Sabrina Woods doesn't like asking for help, but today, she says she swallowed her pride and stood in line with hundreds of other federal workers to get a free meal at this emergency kitchen in Washington, D.C.
“I'm a stoic person who almost, almost never gets too high or too low or gets upset,” she says. “And I burst into tears on the phone with one of my creditors, [because] I had to beg for forgiveness for the first time in my life, and it's humiliating and demoralizing.”
Woods, who is an Air Force veteran, called it a struggle just to get to the kitchen, because the shutdown has not only taken a financial toll, but a mental one as well.

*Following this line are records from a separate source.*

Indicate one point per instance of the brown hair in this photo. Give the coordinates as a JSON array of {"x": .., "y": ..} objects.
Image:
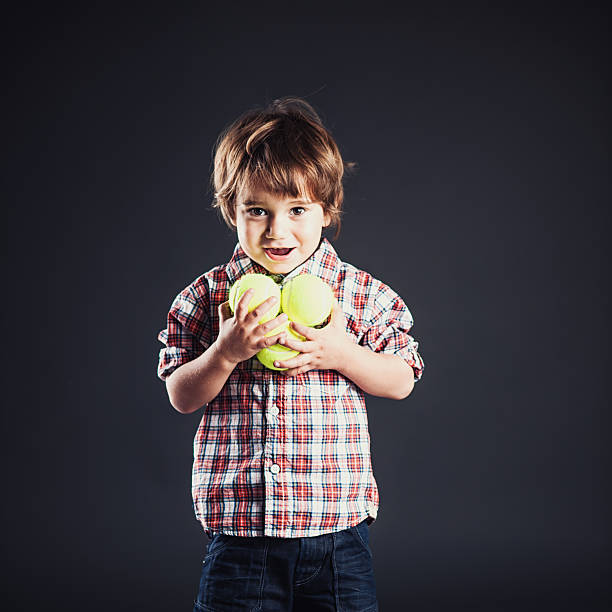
[{"x": 285, "y": 149}]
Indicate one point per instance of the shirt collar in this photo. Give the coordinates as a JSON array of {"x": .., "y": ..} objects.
[{"x": 324, "y": 263}]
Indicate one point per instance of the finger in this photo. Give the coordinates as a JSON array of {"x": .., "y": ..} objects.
[
  {"x": 337, "y": 313},
  {"x": 295, "y": 362},
  {"x": 261, "y": 310},
  {"x": 304, "y": 346},
  {"x": 225, "y": 312},
  {"x": 308, "y": 332},
  {"x": 242, "y": 307},
  {"x": 267, "y": 341},
  {"x": 278, "y": 321},
  {"x": 295, "y": 371}
]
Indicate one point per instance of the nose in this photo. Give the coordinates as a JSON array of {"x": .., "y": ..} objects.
[{"x": 276, "y": 227}]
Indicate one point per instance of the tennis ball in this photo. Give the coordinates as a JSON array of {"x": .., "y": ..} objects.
[
  {"x": 278, "y": 352},
  {"x": 307, "y": 299},
  {"x": 264, "y": 288}
]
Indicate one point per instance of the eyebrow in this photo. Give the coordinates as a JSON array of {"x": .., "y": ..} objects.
[{"x": 251, "y": 202}]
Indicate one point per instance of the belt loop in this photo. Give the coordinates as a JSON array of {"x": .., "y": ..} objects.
[{"x": 335, "y": 572}]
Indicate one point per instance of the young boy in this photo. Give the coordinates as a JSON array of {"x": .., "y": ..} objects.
[{"x": 282, "y": 473}]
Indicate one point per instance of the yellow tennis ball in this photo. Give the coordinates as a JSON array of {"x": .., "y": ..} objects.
[
  {"x": 307, "y": 299},
  {"x": 263, "y": 286},
  {"x": 278, "y": 352}
]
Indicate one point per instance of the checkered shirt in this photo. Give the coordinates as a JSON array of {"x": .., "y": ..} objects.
[{"x": 286, "y": 456}]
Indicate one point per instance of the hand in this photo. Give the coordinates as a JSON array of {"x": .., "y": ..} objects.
[
  {"x": 240, "y": 335},
  {"x": 323, "y": 349}
]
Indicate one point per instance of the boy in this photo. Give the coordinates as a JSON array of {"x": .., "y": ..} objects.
[{"x": 282, "y": 474}]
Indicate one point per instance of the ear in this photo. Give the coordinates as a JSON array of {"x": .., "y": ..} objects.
[{"x": 232, "y": 217}]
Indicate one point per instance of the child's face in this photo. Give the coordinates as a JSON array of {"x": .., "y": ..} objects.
[{"x": 278, "y": 233}]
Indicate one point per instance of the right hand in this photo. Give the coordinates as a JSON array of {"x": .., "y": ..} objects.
[{"x": 241, "y": 336}]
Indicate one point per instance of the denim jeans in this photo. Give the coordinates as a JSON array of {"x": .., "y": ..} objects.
[{"x": 328, "y": 572}]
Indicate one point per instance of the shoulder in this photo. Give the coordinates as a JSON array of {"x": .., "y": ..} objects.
[
  {"x": 366, "y": 293},
  {"x": 351, "y": 278},
  {"x": 203, "y": 288}
]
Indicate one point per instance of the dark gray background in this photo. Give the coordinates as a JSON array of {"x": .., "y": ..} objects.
[{"x": 482, "y": 198}]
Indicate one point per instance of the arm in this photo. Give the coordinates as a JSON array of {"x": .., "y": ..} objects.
[
  {"x": 199, "y": 381},
  {"x": 379, "y": 374}
]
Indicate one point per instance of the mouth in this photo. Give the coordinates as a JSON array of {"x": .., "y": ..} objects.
[{"x": 279, "y": 254}]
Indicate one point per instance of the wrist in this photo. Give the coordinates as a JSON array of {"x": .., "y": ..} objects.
[
  {"x": 348, "y": 352},
  {"x": 226, "y": 361}
]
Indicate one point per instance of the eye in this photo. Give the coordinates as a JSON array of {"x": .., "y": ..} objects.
[{"x": 256, "y": 211}]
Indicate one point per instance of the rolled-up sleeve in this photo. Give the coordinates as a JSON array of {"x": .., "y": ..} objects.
[
  {"x": 390, "y": 322},
  {"x": 188, "y": 333}
]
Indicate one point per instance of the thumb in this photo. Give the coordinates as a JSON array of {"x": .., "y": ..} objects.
[
  {"x": 225, "y": 312},
  {"x": 337, "y": 315}
]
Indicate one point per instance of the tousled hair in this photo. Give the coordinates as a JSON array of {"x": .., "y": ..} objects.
[{"x": 284, "y": 149}]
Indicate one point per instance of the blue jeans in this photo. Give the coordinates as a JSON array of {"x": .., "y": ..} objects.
[{"x": 328, "y": 572}]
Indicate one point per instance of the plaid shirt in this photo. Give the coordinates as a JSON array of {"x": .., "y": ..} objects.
[{"x": 286, "y": 456}]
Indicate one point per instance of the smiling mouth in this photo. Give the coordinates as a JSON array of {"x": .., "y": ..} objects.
[{"x": 278, "y": 253}]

“You don't want to leave, because you don't want to dare spend a dollar you shouldn't be spending. You don't want to be seen spending a dollar you shouldn't be spending,” she says. “Plus, you go out amongst people who might not understand the situation, and they ask questions and it's uncomfortable and you feel ridiculous because you're a grown-up professional that can't make their own ends meet. Not because of anything you've done wrong, but it feels that way.”
Workers and volunteers with World Central Kitchen expect to serve free meals to thousands of federal workers this week.
The kitchen sits on Pennsylvania Avenue between the White House and the Capitol. It’s organized by celebrity chef Jose Andres, who talked about his latest effort on Twitter.
“We believe no person should have to go through the pain of not knowing what to feed their children,” he wrote.
Andres’ organization has helped feed millions of people after earthquakes, hurricanes and wildfires. But this emergency kitchen is a first for the organization.
“This is new territory but also very similar, because you're dealing with folks who are struggling through a crisis,” says Nate Mook, with World Central Kitchen. “This may be a manmade disaster, but it's a disaster nonetheless, and a lot of people are hurting right now.”
The emergency kitchen will be open seven days a week until the shutdown ends.